La Cour était assistée lors des débats de Mme Monia LAMARI, greffier.
COMPOSITION DE LA COUR LORS DU DELIBERE :
Les magistrats rapporteurs en ont rendu compte à la Cour composée de Mme Marguerite-R MARION, Président, Mme R-Christine LORPHELIN et Mme L M, Conseillers, qui en ont délibéré conformément à la Loi.
PRONONCE DE L’ARRÊT :
Les parties ont été informées par voie électronique du prorogé du délibéré au 23 juin 2015 et du prononcé de l’arrêt par sa mise à disposition au greffe.
Le 02 juin 2015, l’arrêt a été prononcé par sa mise à disposition au greffe et le Président tant empêché, la minute a été signée par Mme R-Christine LORPHELIN, Conseiller le plus ancien, et Mme Monia LAMARI, greffier.
*
* *
DÉCISION :
De l’union de Monsieur N C et de Madame H I, qui ont divorcé le 11 février 1993 sont issus deux enfants, R-S C née le XXX et J C née le XXX.

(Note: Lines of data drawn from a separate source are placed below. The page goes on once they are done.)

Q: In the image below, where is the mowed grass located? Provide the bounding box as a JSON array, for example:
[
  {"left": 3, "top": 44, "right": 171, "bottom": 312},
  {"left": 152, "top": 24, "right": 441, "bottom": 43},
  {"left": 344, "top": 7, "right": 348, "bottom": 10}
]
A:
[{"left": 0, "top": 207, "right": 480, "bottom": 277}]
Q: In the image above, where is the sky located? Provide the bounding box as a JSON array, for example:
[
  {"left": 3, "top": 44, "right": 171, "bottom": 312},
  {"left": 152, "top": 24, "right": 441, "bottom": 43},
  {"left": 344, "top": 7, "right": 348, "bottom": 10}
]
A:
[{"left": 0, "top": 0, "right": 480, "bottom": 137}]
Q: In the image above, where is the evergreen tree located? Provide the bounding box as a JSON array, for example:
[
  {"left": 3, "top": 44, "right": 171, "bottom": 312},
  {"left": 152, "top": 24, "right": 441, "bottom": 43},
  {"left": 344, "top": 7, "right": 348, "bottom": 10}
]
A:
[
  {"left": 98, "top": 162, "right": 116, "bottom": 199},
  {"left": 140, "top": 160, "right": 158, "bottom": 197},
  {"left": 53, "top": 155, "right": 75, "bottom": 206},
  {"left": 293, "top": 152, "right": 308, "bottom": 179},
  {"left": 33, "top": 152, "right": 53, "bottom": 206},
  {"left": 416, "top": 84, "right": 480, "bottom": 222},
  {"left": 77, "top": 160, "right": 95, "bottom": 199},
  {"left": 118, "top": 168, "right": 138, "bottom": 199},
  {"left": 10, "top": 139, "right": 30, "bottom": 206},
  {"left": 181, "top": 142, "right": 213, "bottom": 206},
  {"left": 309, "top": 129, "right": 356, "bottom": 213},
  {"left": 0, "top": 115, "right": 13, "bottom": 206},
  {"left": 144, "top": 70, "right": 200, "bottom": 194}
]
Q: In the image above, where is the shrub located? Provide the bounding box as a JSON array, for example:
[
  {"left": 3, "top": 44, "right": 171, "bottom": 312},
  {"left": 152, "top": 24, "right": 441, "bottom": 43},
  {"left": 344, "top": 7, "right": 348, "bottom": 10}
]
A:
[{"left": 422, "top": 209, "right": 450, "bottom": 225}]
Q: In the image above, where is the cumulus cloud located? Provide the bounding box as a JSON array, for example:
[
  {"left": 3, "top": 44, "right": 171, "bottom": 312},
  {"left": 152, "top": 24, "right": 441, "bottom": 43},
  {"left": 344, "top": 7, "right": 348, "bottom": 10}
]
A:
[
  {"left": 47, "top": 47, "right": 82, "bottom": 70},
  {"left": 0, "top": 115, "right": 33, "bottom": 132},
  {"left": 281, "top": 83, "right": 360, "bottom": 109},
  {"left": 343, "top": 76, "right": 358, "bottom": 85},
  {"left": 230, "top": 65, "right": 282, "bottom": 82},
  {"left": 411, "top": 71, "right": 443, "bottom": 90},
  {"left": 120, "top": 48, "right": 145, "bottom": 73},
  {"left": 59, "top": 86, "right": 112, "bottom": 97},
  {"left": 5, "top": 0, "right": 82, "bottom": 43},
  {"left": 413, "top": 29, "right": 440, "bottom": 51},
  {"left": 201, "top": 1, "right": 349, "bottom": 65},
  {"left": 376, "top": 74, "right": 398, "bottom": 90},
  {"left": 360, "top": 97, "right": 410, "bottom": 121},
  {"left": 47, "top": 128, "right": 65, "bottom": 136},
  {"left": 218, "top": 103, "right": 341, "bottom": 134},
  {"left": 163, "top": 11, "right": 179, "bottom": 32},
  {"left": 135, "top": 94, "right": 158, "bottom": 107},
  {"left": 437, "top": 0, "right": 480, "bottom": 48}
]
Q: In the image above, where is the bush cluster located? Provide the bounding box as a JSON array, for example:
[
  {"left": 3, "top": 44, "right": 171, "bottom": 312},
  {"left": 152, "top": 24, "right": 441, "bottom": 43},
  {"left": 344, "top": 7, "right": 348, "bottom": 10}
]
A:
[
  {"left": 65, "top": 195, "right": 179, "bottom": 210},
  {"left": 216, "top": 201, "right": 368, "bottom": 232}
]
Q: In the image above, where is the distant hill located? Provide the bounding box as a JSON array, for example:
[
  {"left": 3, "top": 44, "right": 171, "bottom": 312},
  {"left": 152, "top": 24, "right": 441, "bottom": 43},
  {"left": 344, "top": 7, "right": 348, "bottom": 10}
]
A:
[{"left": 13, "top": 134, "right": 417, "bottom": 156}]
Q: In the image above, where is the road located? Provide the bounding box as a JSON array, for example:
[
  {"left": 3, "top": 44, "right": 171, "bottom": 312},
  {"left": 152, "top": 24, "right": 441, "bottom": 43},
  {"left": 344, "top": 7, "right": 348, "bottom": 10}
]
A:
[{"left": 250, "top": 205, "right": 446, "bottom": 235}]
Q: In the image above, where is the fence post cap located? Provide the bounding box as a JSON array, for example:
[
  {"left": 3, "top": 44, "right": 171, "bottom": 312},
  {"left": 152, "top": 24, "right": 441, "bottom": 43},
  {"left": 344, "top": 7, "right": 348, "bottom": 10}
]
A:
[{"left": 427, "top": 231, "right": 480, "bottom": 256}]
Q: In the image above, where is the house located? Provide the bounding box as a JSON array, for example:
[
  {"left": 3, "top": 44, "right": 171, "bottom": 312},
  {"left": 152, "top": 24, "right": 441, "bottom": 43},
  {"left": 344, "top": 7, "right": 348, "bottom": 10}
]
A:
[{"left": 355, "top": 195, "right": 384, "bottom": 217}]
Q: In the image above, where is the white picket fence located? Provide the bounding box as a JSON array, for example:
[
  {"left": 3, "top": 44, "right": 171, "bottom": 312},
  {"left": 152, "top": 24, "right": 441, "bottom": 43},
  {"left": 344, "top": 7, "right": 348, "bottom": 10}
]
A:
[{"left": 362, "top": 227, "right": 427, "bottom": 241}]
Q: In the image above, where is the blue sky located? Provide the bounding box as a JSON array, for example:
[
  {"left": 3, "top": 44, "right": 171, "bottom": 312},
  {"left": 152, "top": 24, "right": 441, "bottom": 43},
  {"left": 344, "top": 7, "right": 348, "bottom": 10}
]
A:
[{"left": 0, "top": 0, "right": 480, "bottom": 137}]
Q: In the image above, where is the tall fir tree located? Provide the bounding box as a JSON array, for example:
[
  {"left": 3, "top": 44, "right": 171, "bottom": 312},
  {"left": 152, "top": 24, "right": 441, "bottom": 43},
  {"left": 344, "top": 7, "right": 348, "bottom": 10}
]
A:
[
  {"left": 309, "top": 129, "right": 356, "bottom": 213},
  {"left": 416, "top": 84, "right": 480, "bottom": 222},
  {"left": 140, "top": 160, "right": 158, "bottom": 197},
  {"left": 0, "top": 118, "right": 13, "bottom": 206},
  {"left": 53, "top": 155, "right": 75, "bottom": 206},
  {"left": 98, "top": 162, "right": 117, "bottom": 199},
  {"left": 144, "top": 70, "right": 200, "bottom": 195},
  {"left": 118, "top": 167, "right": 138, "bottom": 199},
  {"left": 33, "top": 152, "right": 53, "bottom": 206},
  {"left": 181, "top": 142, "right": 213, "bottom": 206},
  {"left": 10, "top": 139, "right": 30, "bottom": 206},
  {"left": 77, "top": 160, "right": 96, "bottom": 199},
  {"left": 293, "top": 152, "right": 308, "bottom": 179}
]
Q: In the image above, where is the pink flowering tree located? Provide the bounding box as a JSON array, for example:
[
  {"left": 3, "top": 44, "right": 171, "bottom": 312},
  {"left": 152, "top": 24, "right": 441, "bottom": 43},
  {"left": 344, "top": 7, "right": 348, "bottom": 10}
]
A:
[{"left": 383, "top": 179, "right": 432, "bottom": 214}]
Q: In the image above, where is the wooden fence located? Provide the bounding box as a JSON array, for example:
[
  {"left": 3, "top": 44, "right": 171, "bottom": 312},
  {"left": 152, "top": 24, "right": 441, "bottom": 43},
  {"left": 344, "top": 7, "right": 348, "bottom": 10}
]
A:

Monsieur N C et Madame D Y ont acquis, chacun pour moitié, un immeuble à usage d’habitation sis XXX, à XXX, suivant acte reçu par Maître Haxaire, notaire à Ribemont, en date du 18 décembre 1993.
Monsieur N C est décédé le XXX, laissant pour lui succéder ses deux enfants, et Madame D Y a continué d’occuper avec sa belle-fille J l’immeuble dépendant de la succession.
Saisi par Madame R-S C et Madame J C, le juge des référés du tribunal de grande instance de Saint-Quentin a ordonné une expertise confiée à Monsieur B, lequel a déposé rapport le 30 novembre 2010, concluant que l’immeuble indivis peut être évalué à 56 236 euros (valeur actuelle), que les travaux réalisés par Madame D Y peuvent être évalués à 17 293,62 euros et ont été indispensables pour la conservation et l’entretien de l’immeuble, que l’indemnité d’occupation due à l’indivision par celle-ci peut être évaluée à 293,60 euros par mois et peut être réclamée à compter du 1er janvier 2002, date du départ de J.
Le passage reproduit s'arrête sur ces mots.